У меня общая с Севастьяном неприязнь к почтовым операциям. Мне легче, кажется, отправиться за тысячу верст, чем написать коротенькое письмо, потом найти конверт и правильный адрес, купить нужную марку и послать письмо (а потом мучиться, что не помню, подписал я его или нет). Да к тому же в том щекотливом деле, которое мне предстояло, о переписке не могло быть и речи. В марте 1936 года, проведя месяц в Англии, я справился в туристической конторе и отправился в Блауберг.

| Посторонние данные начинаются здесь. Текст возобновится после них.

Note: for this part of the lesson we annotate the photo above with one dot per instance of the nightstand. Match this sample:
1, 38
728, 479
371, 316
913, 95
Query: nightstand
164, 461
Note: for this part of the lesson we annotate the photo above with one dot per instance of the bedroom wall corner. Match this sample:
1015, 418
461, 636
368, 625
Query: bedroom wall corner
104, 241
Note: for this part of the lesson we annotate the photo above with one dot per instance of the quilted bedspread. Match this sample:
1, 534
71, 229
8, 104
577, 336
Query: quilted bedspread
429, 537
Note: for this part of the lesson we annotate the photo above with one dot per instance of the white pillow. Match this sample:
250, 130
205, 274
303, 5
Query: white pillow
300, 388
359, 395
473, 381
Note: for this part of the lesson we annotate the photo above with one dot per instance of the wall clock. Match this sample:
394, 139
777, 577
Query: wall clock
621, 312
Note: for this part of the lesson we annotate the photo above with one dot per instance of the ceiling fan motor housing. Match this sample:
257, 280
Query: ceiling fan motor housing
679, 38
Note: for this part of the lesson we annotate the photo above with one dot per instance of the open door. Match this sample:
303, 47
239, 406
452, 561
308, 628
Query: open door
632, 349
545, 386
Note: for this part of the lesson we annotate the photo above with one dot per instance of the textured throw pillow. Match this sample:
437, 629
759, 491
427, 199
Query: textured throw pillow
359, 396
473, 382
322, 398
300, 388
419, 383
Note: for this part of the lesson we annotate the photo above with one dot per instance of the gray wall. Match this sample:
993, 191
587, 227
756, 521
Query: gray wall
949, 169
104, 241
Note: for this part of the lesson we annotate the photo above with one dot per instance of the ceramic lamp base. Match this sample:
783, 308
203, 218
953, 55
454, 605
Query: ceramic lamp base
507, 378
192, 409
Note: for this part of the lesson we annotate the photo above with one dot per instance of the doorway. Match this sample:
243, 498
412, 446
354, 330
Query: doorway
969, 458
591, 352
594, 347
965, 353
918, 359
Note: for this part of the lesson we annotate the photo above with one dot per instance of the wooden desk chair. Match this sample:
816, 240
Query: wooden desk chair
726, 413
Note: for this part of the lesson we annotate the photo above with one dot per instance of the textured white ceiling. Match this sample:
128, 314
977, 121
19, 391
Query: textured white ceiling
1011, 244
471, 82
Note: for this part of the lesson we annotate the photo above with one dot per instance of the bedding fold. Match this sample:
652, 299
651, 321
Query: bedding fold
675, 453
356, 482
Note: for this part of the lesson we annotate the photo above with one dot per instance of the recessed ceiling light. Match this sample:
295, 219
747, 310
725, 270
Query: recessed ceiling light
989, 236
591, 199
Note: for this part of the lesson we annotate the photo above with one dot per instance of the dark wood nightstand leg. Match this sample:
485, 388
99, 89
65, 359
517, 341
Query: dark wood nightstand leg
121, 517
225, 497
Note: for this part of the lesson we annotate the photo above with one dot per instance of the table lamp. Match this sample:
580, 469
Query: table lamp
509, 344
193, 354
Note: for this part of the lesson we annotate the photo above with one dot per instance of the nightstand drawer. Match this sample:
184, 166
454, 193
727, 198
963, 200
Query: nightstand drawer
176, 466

Так вот где он проезжал, думал я, глядя на сырые поля с длинными шлейфами белого тумана и стойко́м проплывавшими неясными тополями. Красноверхий городок ютился у подножия серой горы с плавными очертаниями. Я оставил чемодан на хранение на безлюдной маленькой станции, где невидимые коровы печально мычали в каком-то отцепленном вагоне на задних путях, и пошел наизволок по некрутому взгорью к группе отелей и санаторных заведений за пахнущим прелью парком. Людей кругом было очень мало, был «мертвый сезон», и я вдруг с досадой подумал, что гостиница может оказаться закрытой.
Но она была открыта; удача покуда мне сопутствовала.
Здание было довольно приятным на вид, с ухоженным садом и готовыми зацвесть каштанами. Тут как будто могло разместиться не более пятидесяти человек, и это меня приободрило: я хотел по возможности ограничить свой выбор. Управляющий гостиницей оказался седовласым господином с подстриженной бородкой и бархатистыми черными глазами. Я приступил к делу очень осторожно.
Прежде всего я сказал, что мой покойный брат Севастьян Найт, известнейший английский писатель, был весьма доволен своим визитом сюда и что сам я не прочь здесь летом остановиться. Может быть, мне следовало взять комнату, подъехать исподволь, втереться в доверие, как говорят, и отложить свою необычную просьбу до более благоприятного случая; но я почему-то решил, что вопрос можно разрешить не сходя с места. Он сказал, что действительно помнит англичанина, который тут останавливался в 1929 году и каждое утро требовал себе ванну.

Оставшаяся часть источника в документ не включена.